Opened 13 years ago
Closed 13 years ago
#612 closed defect (fixed)
XML files loaded by GeoNetwork may not be in UTF-8 charset and may fail to load
Reported by: | simonp | Owned by: | |
---|---|---|---|
Priority: | major | Milestone: | v2.7.0 |
Component: | General | Version: | |
Keywords: | Cc: |
Description
Some XML files have not UTF-8 chars in them - usually WINDOWS-1252 because these are often pasted into metadata fields from Microsoft apps. The user doesn't realize that the XML file is then no longer UTF-8 and receives strange errors such as 'Error on line 118 of document file:/home/simon/bioreg-test/caab37020028.xml: Invalid byte 2 of 3-byte UTF-8 sequence' when they try to load the XML file into GeoNetwork.
GeoNetwork needs to detect the character set of file content and convert to UTF-8 before attempting to load. Can do this using charset detectors often used in browsers. There is a patch attached which adds the mozilla juniversalcharsetdetector to the loadFile method in the Jeeves utils/Xml.java class.
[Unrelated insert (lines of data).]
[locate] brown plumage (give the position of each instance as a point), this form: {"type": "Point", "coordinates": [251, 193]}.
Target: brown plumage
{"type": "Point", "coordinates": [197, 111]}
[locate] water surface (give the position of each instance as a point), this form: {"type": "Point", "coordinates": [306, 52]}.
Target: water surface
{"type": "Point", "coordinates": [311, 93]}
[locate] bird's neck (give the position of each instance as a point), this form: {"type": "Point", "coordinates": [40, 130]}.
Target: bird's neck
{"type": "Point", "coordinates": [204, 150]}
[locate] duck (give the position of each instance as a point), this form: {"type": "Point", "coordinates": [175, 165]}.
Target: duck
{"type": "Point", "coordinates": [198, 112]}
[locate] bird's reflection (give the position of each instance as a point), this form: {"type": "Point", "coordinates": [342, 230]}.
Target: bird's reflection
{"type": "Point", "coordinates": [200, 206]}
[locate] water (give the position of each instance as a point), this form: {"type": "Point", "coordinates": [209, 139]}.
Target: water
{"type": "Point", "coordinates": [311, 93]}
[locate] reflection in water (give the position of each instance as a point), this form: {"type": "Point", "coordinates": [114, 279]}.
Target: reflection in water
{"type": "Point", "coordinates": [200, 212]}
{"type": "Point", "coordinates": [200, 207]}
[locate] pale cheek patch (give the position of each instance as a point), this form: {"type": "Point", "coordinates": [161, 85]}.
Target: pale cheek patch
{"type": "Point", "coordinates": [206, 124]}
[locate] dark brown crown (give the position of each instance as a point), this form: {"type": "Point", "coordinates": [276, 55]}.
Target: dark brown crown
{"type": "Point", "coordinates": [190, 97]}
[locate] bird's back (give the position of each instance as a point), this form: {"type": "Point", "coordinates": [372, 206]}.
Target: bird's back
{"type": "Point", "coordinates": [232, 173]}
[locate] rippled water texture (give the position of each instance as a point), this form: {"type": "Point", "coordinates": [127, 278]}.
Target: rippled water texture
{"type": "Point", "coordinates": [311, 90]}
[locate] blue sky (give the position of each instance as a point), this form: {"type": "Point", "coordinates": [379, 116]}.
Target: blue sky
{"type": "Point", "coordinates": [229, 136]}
A system property (jeeves.filecharsetdetectandconvert) must be set to enable charset detection and conversion (it is disabled by default or if missing).
Attachments (1)
Change History (2)
by , 13 years ago
Attachment: | charsetdetector.patch added |
---|
comment:1 by , 13 years ago
Resolution: | → fixed |
---|---|
Status: | new → closed |
Committed in svn rev 8287